The synthetic division table is:
$$ \begin{array}{c|rrrrr}1&3&-10&6&-10&3\\& & 3& -7& -1& \color{black}{-11} \\ \hline &\color{blue}{3}&\color{blue}{-7}&\color{blue}{-1}&\color{blue}{-11}&\color{orangered}{-8} \end{array} $$Because the remainder $ \left( \color{red}{ -8 } \right) $ is not zero, we conclude that the $ x-1 $ is not a factor of $ 3x^{4}-10x^{3}+6x^{2}-10x+3$.
First we need to create a synthetic division table.
Step 1 : Write down the coefficients of the dividend into division table. Put the zero from $ x -1 = 0 $ ( $ x = \color{blue}{ 1 } $ ) at the left.
$$ \begin{array}{c|rrrrr}\color{blue}{1}&3&-10&6&-10&3\\& & & & & \\ \hline &&&&& \end{array} $$Step 1 : Bring down the leading coefficient to the bottom row.
$$ \begin{array}{c|rrrrr}1&\color{orangered}{ 3 }&-10&6&-10&3\\& & & & & \\ \hline &\color{orangered}{3}&&&& \end{array} $$Step 2 : Multiply by the number on the left, and carry the result into the next column: $ \color{blue}{ 1 } \cdot \color{blue}{ 3 } = \color{blue}{ 3 } $.
$$ \begin{array}{c|rrrrr}\color{blue}{1}&3&-10&6&-10&3\\& & \color{blue}{3} & & & \\ \hline &\color{blue}{3}&&&& \end{array} $$Step 3 : Add down last column: $ \color{orangered}{ -10 } + \color{orangered}{ 3 } = \color{orangered}{ -7 } $
$$ \begin{array}{c|rrrrr}1&3&\color{orangered}{ -10 }&6&-10&3\\& & \color{orangered}{3} & & & \\ \hline &3&\color{orangered}{-7}&&& \end{array} $$Step 4 : Multiply by the number on the left, and carry the result into the next column: $ \color{blue}{ 1 } \cdot \color{blue}{ \left( -7 \right) } = \color{blue}{ -7 } $.
$$ \begin{array}{c|rrrrr}\color{blue}{1}&3&-10&6&-10&3\\& & 3& \color{blue}{-7} & & \\ \hline &3&\color{blue}{-7}&&& \end{array} $$Step 5 : Add down last column: $ \color{orangered}{ 6 } + \color{orangered}{ \left( -7 \right) } = \color{orangered}{ -1 } $
$$ \begin{array}{c|rrrrr}1&3&-10&\color{orangered}{ 6 }&-10&3\\& & 3& \color{orangered}{-7} & & \\ \hline &3&-7&\color{orangered}{-1}&& \end{array} $$Step 6 : Multiply by the number on the left, and carry the result into the next column: $ \color{blue}{ 1 } \cdot \color{blue}{ \left( -1 \right) } = \color{blue}{ -1 } $.

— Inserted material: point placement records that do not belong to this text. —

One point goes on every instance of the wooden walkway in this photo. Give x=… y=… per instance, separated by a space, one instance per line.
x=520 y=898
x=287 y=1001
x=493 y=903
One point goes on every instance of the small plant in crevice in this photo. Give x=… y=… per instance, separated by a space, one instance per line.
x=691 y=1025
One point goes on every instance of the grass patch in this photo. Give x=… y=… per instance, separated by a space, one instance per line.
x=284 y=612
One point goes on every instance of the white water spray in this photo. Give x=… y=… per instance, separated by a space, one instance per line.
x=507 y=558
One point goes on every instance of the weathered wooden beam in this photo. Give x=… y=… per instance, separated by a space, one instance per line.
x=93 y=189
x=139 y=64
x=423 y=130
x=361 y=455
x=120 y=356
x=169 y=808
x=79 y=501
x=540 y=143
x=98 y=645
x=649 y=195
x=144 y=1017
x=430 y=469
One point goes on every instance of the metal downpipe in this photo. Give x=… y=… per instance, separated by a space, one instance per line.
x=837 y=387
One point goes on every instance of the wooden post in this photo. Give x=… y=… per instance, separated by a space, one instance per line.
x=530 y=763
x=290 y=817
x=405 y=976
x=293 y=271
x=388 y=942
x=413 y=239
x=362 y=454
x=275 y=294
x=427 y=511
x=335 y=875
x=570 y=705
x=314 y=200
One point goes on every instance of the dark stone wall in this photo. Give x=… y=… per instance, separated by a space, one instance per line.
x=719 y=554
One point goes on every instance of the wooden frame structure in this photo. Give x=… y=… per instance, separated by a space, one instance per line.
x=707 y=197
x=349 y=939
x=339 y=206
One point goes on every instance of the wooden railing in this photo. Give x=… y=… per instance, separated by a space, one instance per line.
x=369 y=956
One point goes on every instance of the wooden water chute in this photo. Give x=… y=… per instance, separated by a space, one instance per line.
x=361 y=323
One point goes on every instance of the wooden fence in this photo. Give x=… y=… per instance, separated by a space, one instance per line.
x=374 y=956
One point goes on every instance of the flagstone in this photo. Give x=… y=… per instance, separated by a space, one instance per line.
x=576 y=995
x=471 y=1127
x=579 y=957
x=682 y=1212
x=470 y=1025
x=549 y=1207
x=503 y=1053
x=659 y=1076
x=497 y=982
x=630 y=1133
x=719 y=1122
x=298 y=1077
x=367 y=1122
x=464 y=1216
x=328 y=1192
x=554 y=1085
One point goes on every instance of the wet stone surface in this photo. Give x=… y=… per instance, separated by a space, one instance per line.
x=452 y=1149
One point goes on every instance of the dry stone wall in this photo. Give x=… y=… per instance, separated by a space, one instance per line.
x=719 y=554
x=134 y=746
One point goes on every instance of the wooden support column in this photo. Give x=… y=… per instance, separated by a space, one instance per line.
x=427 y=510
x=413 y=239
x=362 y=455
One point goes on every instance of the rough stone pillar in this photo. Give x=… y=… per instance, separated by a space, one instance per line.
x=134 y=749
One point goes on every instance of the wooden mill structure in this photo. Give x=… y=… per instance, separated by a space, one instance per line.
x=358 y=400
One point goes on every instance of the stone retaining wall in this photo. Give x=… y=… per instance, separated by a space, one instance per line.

$$ \begin{array}{c|rrrrr}\color{blue}{1}&3&-10&6&-10&3\\& & 3& -7& \color{blue}{-1} & \\ \hline &3&-7&\color{blue}{-1}&& \end{array} $$Step 7 : Add down last column: $ \color{orangered}{ -10 } + \color{orangered}{ \left( -1 \right) } = \color{orangered}{ -11 } $
$$ \begin{array}{c|rrrrr}1&3&-10&6&\color{orangered}{ -10 }&3\\& & 3& -7& \color{orangered}{-1} & \\ \hline &3&-7&-1&\color{orangered}{-11}& \end{array} $$Step 8 : Multiply by the number on the left, and carry the result into the next column: $ \color{blue}{ 1 } \cdot \color{blue}{ \left( -11 \right) } = \color{blue}{ -11 } $.
$$ \begin{array}{c|rrrrr}\color{blue}{1}&3&-10&6&-10&3\\& & 3& -7& -1& \color{blue}{-11} \\ \hline &3&-7&-1&\color{blue}{-11}& \end{array} $$Step 9 : Add down last column: $ \color{orangered}{ 3 } + \color{orangered}{ \left( -11 \right) } = \color{orangered}{ -8 } $
$$ \begin{array}{c|rrrrr}1&3&-10&6&-10&\color{orangered}{ 3 }\\& & 3& -7& -1& \color{orangered}{-11} \\ \hline &\color{blue}{3}&\color{blue}{-7}&\color{blue}{-1}&\color{blue}{-11}&\color{orangered}{-8} \end{array} $$Remainder is the last entry in the bottom row $ \left(\color{red}{ -8 }\right)$.